Specific microbial signatures can be used to diagnose IBD especially if they were consistently present in higher levels in cases than in controls, and they may also have a role in differentiating CD from UC. Faecalibacterium prausnitzii is commonly found to be depleted in patients with IBD. Lopez‐Siles et al. measured the abundance of F. prausnitzii and its two Phylogroups (I and II) in the intestinal mucosa of patients with IBD and controls using quantitative polymerase chain reaction (qPCR) assay. They found that F. prausnitzii phylogroup I had the best performance in discriminating healthy subjects from subjects with CD (area under the curve [AUC] = 0.851) and UC (AUC = 0.763). ⁵⁵ In a Chinese cohort, the presence of F. prausnitzii and F. nucleatum in stool samples based on qPCR assay showed a good performance with an AUC of 0.841 and 0.811, respectively. ⁵⁶ In a study of 2045 non‐IBD and IBD patients from four European countries, an algorithm based on eight selected genera from stool samples (Faecalibacterium, an unknown Peptostreptococcaceae, Anaerostipes, Methanobrevibacter, an unknown Christensenellaceae, Collinsella and Fusobacterium, Escherichia) performed well in discriminating CD from UC, irritable bowel syndrome, anorexia, and healthy control. ⁵⁷ By assessing 20 bacteria markers in mucosal samples from Chilean and Spanish patients with IBD, Chamorro et al. ⁵⁸ were able to discriminate dysbiosis and eubiosis in IBD patients, with an AUC ranging from 0.96 to 0.99.

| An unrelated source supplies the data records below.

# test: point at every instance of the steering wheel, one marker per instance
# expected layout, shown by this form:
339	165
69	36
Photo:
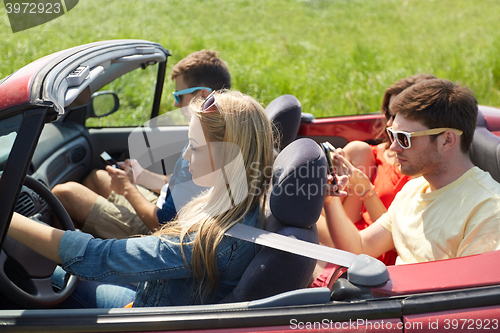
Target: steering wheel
25	276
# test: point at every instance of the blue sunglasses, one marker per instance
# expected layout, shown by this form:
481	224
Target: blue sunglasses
187	91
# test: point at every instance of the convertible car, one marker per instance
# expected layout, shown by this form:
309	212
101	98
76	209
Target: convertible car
59	113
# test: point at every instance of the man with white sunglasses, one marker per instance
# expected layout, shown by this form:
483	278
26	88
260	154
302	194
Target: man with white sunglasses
453	209
96	209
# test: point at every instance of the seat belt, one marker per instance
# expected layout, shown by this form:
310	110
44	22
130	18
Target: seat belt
362	269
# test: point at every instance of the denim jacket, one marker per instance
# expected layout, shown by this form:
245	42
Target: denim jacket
156	263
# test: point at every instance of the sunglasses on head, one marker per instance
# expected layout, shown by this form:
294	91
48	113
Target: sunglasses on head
403	138
210	104
187	91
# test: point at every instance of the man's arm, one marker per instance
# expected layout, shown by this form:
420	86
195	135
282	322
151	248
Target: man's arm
122	183
374	240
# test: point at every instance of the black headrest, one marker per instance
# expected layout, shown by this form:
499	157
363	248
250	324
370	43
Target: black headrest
285	112
299	184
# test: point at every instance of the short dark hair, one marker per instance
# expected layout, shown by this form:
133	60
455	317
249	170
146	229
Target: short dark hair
440	103
400	85
203	68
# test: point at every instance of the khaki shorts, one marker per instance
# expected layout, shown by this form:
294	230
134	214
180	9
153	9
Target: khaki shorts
115	217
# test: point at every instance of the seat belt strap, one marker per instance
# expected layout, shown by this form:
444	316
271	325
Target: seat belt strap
292	245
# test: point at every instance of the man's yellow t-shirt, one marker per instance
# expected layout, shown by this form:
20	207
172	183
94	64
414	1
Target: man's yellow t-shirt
460	219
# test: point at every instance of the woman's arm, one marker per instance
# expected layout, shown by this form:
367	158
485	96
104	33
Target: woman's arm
41	238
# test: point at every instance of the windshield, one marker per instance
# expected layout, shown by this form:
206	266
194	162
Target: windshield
8	133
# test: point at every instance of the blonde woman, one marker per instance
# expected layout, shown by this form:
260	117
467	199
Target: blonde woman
189	260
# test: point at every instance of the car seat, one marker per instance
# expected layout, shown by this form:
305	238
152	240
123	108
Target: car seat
485	149
285	112
295	203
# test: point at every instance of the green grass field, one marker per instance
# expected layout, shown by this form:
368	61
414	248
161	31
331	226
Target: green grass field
336	56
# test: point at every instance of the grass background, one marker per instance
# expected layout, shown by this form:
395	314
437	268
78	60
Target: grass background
336	56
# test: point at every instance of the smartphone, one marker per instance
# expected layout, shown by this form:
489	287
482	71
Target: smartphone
328	149
109	160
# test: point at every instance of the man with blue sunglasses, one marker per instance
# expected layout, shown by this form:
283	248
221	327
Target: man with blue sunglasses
103	213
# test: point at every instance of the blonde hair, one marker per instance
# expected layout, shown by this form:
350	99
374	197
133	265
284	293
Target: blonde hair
246	127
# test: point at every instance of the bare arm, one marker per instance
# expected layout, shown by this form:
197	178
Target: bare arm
122	183
39	237
144	177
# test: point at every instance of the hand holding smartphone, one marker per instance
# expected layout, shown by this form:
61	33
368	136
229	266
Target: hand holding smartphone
109	160
327	149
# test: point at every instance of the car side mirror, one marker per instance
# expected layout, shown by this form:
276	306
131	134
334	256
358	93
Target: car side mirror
103	103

Others have selected more bacterial markers as biomarkers for IBD determination using various feature selection methods and ML models. ⁵⁹ , ⁶⁰ , ⁶¹ Manandhar et al. ⁵³ selected 50 fecal bacterial taxa for disease diagnosis in a large American cohort. By using five different supervised ML algorithms, their classifiers attained an AUC of around 0.80. A recent Irish and Canadian study ⁶² identified a large number of species from subjects' stool samples for differentiating IBD subtype and controls, achieving an AUC of 0.88 for separating UC and CD from controls. Among them, Eubacteria rectale and Clostridium cluster XIVa, which were both decreased in CD and UC patients, were the most contributing operational taxonomic units (OTUs) in disease diagnostic models. In another large pediatric cohort, Gevers et al. ⁶³ calculated the microbial dysbiosis index (MD‐index) for early diagnosis of CD using biopsies and stool samples, showing the best performance in terminal ileum biopsies and marginally worse results in rectum biopsies.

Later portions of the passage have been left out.